Fed’s Fisher Says Bond Yields Rising as Investors See QE WaningJeff Kearns
Federal Reserve Bank of Dallas President Richard Fisher, one of the Fed’s most vocal critics of bond purchases by the central bank, said government bond yields are rising amid recognition the buying will eventually end.
The Fed should taper purchases next month if economic reports remain favorable, Fisher said, adding employment is picking up and “the housing market has turned.” U.S. companies “are lean and mean and ready to go” with stronger balance sheets, Fisher said today in a television interview with Fox Business Network. He will vote on monetary policy next year.
“The market has come to realize that there’s no QE infinity,” Fisher said, referring to asset purchases known as quantitative easing. “The economy is improving. We’re seeing better numbers in the economy. You would expect to see a steepening of the yield curve.”
Treasury 10-year yields touched a two-year high of 2.86 percent today on speculation the Federal Open Market Committee will slow its large-scale asset purchases next month. Policy makers are weighing when to begin reducing monthly buying of $85 billion in bonds, which they have pledged to maintain until the job market improves substantially.
U.S. 10-year note yields rose six basis points, or 0.06 percentage point, to 2.83 percent as of 5:01 p.m. in New York. The Standard & Poor’s 500 Index fell 0.3 percent to 1,655.83 today to complete its biggest weekly decline since June.
“We have artificially suppressed rates,” Fisher said today. “This cannot go on forever.”

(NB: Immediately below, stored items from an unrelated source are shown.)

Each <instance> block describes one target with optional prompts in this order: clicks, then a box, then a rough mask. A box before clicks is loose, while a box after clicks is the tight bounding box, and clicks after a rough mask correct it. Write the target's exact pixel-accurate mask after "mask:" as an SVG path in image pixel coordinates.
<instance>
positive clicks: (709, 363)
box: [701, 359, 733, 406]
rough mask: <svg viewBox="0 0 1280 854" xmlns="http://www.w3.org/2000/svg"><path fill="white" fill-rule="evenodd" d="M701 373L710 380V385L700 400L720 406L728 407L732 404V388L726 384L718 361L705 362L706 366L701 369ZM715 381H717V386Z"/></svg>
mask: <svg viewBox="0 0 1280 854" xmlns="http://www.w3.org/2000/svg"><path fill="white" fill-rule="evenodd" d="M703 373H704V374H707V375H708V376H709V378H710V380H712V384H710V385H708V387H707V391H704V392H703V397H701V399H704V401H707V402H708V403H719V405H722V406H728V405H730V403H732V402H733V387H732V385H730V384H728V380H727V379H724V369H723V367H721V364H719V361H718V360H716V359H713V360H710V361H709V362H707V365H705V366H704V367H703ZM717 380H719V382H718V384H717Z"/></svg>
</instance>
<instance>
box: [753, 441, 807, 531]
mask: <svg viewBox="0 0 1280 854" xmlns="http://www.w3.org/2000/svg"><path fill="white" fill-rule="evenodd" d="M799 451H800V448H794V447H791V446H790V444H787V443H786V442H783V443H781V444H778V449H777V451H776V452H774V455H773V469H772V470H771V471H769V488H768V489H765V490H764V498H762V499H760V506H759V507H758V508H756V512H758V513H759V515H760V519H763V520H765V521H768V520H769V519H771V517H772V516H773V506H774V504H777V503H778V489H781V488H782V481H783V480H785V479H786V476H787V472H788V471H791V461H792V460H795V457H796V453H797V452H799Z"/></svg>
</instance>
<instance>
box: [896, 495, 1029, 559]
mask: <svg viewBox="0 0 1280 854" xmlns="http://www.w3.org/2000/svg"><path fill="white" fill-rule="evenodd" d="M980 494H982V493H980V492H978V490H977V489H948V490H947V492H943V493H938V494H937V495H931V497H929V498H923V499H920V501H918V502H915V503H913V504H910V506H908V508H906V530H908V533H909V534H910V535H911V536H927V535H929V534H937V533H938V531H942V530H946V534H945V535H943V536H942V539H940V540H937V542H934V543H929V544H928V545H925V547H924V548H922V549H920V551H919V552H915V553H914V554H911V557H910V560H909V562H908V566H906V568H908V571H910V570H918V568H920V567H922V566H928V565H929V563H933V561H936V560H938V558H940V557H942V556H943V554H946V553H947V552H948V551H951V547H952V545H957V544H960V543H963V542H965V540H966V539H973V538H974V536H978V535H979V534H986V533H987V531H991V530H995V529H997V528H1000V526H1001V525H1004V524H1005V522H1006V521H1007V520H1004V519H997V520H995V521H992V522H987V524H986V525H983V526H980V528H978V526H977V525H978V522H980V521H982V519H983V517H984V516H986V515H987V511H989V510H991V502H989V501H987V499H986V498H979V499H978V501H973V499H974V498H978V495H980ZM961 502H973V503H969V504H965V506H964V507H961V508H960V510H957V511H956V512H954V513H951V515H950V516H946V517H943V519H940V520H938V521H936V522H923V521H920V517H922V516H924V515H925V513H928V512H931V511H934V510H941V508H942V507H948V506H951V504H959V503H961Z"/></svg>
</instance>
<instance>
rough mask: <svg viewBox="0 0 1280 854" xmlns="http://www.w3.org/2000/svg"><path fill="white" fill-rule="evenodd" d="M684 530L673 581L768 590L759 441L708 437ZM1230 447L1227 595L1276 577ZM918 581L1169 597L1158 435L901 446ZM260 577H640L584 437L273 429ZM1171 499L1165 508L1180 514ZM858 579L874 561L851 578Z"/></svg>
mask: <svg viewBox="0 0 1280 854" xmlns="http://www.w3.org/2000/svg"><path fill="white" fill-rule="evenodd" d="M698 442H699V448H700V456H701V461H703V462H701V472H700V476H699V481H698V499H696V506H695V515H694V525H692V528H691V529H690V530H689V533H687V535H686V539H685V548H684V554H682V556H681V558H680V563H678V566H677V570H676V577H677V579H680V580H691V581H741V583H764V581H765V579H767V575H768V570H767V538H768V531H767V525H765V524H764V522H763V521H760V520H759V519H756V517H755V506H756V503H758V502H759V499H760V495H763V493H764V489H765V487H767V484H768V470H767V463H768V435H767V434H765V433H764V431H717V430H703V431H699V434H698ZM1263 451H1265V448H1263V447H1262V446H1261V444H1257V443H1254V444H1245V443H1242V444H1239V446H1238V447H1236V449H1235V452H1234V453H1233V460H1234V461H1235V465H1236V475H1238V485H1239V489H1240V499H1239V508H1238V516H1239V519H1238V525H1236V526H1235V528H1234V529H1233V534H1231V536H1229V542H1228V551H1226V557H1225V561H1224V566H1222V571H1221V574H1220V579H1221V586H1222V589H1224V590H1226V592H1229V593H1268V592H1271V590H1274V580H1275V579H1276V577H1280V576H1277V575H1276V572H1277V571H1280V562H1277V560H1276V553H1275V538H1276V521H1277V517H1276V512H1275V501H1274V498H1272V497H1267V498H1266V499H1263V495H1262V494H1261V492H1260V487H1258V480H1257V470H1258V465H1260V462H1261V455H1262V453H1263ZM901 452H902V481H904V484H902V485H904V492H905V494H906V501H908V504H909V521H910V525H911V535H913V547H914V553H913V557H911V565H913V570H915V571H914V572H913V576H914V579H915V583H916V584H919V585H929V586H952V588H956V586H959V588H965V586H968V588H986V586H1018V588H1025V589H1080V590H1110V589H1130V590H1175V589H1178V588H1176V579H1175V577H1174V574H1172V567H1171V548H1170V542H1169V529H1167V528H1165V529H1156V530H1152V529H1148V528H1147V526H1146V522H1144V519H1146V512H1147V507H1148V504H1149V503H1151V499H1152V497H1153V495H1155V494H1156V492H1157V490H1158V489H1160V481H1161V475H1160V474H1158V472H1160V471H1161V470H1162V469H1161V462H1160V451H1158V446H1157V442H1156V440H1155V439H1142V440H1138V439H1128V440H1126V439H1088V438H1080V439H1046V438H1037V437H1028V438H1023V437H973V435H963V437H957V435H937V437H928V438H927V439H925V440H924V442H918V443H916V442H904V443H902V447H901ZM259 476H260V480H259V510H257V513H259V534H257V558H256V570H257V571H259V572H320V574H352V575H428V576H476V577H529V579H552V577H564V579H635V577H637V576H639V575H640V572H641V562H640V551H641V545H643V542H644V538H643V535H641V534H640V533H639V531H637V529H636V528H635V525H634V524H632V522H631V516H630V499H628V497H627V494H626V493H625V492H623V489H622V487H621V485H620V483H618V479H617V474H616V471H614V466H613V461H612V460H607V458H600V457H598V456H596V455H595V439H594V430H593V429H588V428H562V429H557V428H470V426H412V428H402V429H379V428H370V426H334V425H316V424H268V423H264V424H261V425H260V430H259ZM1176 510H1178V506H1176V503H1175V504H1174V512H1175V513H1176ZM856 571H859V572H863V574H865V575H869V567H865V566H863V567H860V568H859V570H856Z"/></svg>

The FOMC will probably vote at its Sept. 17-18 meeting to taper the unprecedented stimulus program, according to 65 percent of economists surveyed by Bloomberg Aug. 9-13. The first step may be to taper monthly purchases by $10 billion to a $75 billion pace, according to the median estimate in the survey of 48 economists. They said buying will probably end by mid-2014.
Fisher and three other officials with varied voting records on monetary stimulus indicated greater willingness last week to begin tapering purchases, citing confidence the economy is accelerating. Chicago Fed President Charles Evans, a voting member of the policy making FOMC this year who dissented twice in 2011 in favor of easier policy, said he wouldn’t rule out a reduction at the Sept. 17-18 meeting.
The pace of job creation has slowed. Employers added 162,000 workers in July, the least in four months, while the jobless rate dropped to a four-year low 7.4 percent from 7.6 percent as more Americans left the labor force. Hourly earnings fell for the first time since October.
Gross domestic product rose at a 1.7 percent annualized rate in the second quarter, after a 1.1 percent gain in the first, Commerce Department data show.
By buying Treasuries and mortgage-backed securities, the Fed has pumped up its balance sheet to a record $3.65 trillion.
Fisher said in January that, with Fed assets growing, the potential costs of the asset purchases were outweighing the benefits. In March he said the purchases should be slowed as the housing market is “quite strong.”
Fisher, 64, has been president of the Dallas Fed since 2005. His district includes Texas, northern Louisiana and southern New Mexico.